两人各怀心思,沉默着。
    夕阳西斜, 挂在天边, 一片血红。
    旁边“初见”胭脂的大门打开, 有三三两两的人走出, 宁情和陈季礼之间的一条小道是离开的必经之路。
    那些人渐渐走过来, 他们注意到不远处站着一位的俊美男子。那男子的目光落在对面娇美的女子身上, 女子面上无波, 垂眼望着地面。
    对于两人之间的怪异气氛,不明所以的人们投来诧异的目光。
    有与宁情熟识的女工上前打招呼, “东家, 花老板走了”
    宁情抬头, 笑着回应, “刚走”
    视线转移时, 划过他的脸,不愿停留片刻, 马上移开,转到“初见”门前。
    散工时辰到了, 后面出来的人会越来越多。他像一道光, 太过打眼, 从来都是随便在哪一站,其他人的目光都会注视到他那里,这么多年来皆如此。
    她越过横在他们之间的小道,浅声道“去别的地方吧。”这里不适合谈话。
    “去我宅子。”陈季礼提议并转身。
    与他同处一室宁情是不愿进去,可她的院子现在别想回去。
    陈季礼走了两步, 见身后的人没有跟上,回头。
    宁情的迟疑又刺疼了他,陈季礼上前拉起宁情的手腕,想把她带进屋。
    宁情的第一反应是甩开手腕处的束缚,可无奈陈季礼的力气太大,纹丝不动。
    抬首,怒目而视,“放开”
    “进来,还有比这更好的地方吗”他的声音嘶哑,似乎很久都没开过口。
    宁情盯着他,的确,目前只有进他的宅子才不会被更多人注视。
    见她眼睛里锋芒渐收,陈季礼再次拉了下她,宁情咬牙,随了进去。
    散工的很多人都看到了这一幕,他们的东家被那个俊美绝伦的男人牵着进了屋子。
    这样的关系不得不让人浮想联翩。
    宁情被他牵进屋子,这屋子在屋主未卖给陈季礼之前她来过数次。
    是一间很普通的民宅,中间堂屋,后面厨屋,左右两边各两间房。
    陈季礼把她带进一间房,这间小房是从后门进来靠右手边后面的一间。
    以前房间很简陋,现在看着焕然一新,他布置了不少物件。
    房间不大,放置一张床,一个四方桌,一个衣柜以后就没有多大的活动范围。
    宁情目光落在床上的衣袍上,是上次那件,他住在这间房
    按照传统,他是主子,应该住东面大房,宁情以为这小房应该是他派来的护院居住。

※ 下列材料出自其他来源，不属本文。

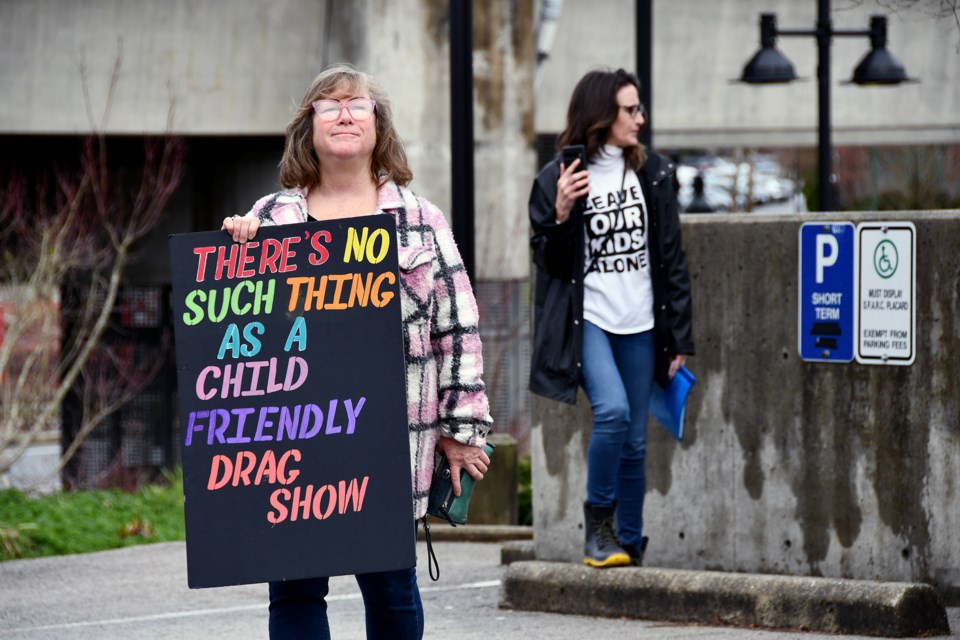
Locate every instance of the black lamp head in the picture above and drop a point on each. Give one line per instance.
(879, 66)
(768, 65)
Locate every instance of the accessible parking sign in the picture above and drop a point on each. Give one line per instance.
(886, 302)
(827, 309)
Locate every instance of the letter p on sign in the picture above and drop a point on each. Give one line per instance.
(824, 259)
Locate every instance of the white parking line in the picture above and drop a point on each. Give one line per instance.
(226, 610)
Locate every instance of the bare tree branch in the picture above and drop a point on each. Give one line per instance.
(80, 227)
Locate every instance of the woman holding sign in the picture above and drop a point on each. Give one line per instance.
(612, 302)
(343, 159)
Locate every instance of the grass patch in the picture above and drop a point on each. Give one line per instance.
(86, 521)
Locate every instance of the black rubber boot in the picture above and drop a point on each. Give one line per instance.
(636, 554)
(602, 549)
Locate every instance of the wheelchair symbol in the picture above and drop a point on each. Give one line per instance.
(885, 259)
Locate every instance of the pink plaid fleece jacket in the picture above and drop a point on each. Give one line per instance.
(444, 363)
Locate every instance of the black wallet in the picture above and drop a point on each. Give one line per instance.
(442, 503)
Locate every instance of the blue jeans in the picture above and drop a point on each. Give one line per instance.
(298, 608)
(618, 379)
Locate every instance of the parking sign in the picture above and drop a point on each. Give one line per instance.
(826, 303)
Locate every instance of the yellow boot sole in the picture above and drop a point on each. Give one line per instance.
(613, 560)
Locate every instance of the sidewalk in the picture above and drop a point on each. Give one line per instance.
(141, 593)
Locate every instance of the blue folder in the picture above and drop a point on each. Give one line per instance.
(668, 405)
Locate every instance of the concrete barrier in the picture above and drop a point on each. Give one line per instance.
(894, 610)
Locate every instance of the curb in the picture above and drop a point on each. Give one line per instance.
(441, 531)
(859, 607)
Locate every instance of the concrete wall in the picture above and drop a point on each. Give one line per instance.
(239, 69)
(701, 45)
(788, 467)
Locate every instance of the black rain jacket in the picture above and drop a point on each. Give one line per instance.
(558, 254)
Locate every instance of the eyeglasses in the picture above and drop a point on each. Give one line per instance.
(359, 108)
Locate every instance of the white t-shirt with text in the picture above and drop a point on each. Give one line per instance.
(618, 292)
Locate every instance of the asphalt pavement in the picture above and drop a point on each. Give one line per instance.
(141, 592)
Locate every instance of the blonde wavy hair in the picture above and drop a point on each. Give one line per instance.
(300, 166)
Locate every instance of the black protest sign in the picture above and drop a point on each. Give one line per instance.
(293, 420)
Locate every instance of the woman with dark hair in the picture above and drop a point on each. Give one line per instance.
(612, 302)
(343, 158)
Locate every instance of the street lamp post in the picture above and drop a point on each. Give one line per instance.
(769, 66)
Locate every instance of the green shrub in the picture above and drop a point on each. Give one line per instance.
(524, 492)
(81, 522)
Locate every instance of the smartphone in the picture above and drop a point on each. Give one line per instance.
(572, 152)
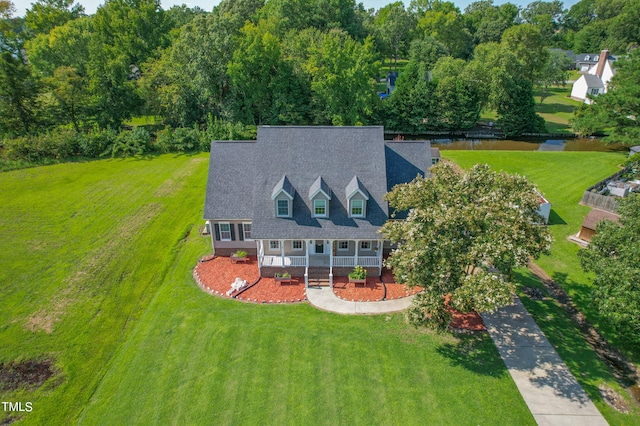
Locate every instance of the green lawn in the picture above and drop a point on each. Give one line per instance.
(562, 177)
(96, 275)
(557, 109)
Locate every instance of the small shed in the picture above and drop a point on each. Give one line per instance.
(591, 221)
(435, 156)
(545, 208)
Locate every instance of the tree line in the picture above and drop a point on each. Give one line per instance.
(251, 62)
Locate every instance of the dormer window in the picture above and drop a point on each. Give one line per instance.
(283, 208)
(357, 196)
(320, 195)
(283, 194)
(320, 208)
(357, 208)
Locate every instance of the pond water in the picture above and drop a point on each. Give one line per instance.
(577, 144)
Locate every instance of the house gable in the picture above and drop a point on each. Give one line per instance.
(247, 180)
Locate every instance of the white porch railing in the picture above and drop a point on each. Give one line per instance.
(288, 261)
(350, 261)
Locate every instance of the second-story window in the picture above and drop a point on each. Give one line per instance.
(283, 208)
(320, 208)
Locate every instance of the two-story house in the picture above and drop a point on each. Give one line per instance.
(308, 197)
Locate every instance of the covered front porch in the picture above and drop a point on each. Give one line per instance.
(320, 255)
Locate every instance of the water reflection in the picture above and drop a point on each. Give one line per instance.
(578, 144)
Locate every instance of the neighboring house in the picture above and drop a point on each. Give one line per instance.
(545, 208)
(586, 61)
(392, 76)
(591, 221)
(308, 197)
(435, 156)
(596, 81)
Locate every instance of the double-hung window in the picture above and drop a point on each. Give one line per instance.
(225, 232)
(246, 231)
(357, 207)
(320, 208)
(283, 208)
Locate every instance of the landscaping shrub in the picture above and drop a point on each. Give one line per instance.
(180, 139)
(133, 142)
(97, 143)
(56, 144)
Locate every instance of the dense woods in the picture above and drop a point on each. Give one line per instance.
(69, 82)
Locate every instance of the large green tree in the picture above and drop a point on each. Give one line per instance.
(266, 89)
(45, 15)
(343, 82)
(463, 236)
(613, 256)
(618, 110)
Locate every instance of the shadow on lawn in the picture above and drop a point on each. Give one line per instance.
(476, 353)
(554, 108)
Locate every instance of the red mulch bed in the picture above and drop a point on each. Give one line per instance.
(396, 290)
(269, 291)
(215, 276)
(370, 292)
(469, 321)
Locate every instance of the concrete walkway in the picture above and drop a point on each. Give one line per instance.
(324, 298)
(549, 389)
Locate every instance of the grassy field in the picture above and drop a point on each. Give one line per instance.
(96, 276)
(562, 177)
(557, 109)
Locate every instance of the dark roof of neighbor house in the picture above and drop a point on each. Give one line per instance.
(593, 80)
(241, 183)
(596, 216)
(592, 58)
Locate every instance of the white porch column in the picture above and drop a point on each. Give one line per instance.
(380, 244)
(355, 260)
(282, 251)
(213, 241)
(306, 261)
(330, 253)
(259, 252)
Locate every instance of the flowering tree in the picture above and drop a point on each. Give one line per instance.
(463, 236)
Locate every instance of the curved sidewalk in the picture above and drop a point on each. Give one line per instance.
(551, 392)
(324, 298)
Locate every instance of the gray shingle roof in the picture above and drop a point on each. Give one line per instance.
(283, 185)
(319, 185)
(406, 160)
(243, 176)
(354, 186)
(593, 80)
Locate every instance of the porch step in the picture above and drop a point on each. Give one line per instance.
(319, 282)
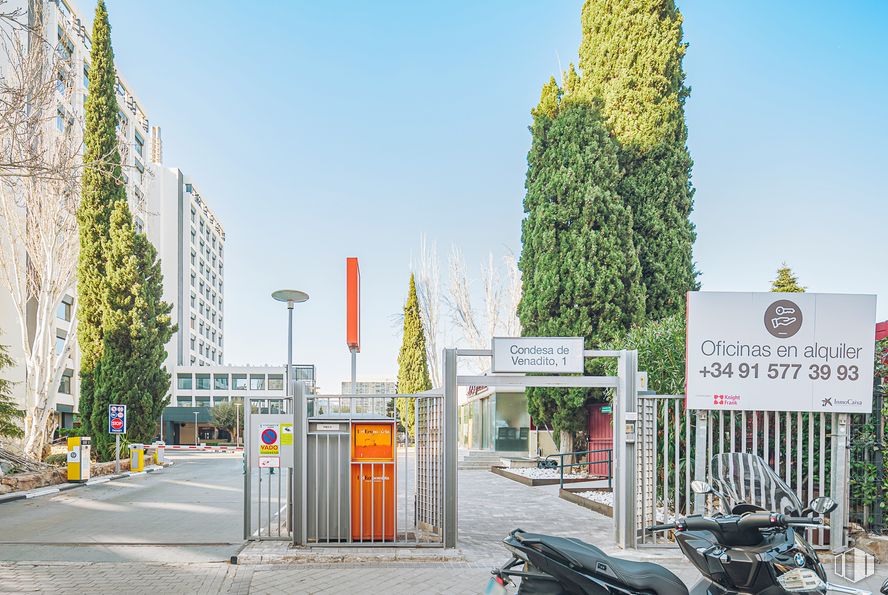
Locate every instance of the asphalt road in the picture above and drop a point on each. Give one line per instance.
(190, 512)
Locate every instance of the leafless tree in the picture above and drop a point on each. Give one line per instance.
(40, 144)
(501, 294)
(428, 290)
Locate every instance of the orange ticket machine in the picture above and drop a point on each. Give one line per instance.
(374, 489)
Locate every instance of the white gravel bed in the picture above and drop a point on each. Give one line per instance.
(606, 498)
(534, 473)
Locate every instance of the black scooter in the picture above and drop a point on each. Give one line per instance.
(750, 550)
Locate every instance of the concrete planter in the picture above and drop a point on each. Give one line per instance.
(570, 494)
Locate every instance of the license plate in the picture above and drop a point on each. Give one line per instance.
(494, 588)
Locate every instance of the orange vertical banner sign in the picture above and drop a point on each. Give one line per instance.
(353, 304)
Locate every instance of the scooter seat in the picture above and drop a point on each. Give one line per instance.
(642, 576)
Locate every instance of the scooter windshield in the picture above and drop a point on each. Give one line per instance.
(744, 478)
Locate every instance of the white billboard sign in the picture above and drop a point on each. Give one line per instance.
(555, 355)
(780, 351)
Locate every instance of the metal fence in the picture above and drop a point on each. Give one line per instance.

    宁情没有多想,此刻她只想让陈季礼放开她的手,因为房间窄小,两人挨得实在太近,宁情都能闻到他身上的味道。
    他向来爱洁净,身上总有股淡淡的很干净的气息,那是她曾经无比眷恋的。
    宁情后退两步,拉开两人的距离,可陈季礼没有打算放开她的意思,手指甚至更加收紧了几分。
    宁情对于他的强横,有些恼怒,“放开”
    陈季礼紧盯着她,看着那张时刻与他保持距离的小脸,心里无比难受。
    陈季礼跨近两步,再次拉近两人的距离。
    宁情警惕地瞧着他,又后退两步,本就狭小的房间眼看就要退出门外。
    陈季礼把宁情往怀里一拉,抬起修长的腿把她身后的房门一勾,“哐当”一声,门被关上。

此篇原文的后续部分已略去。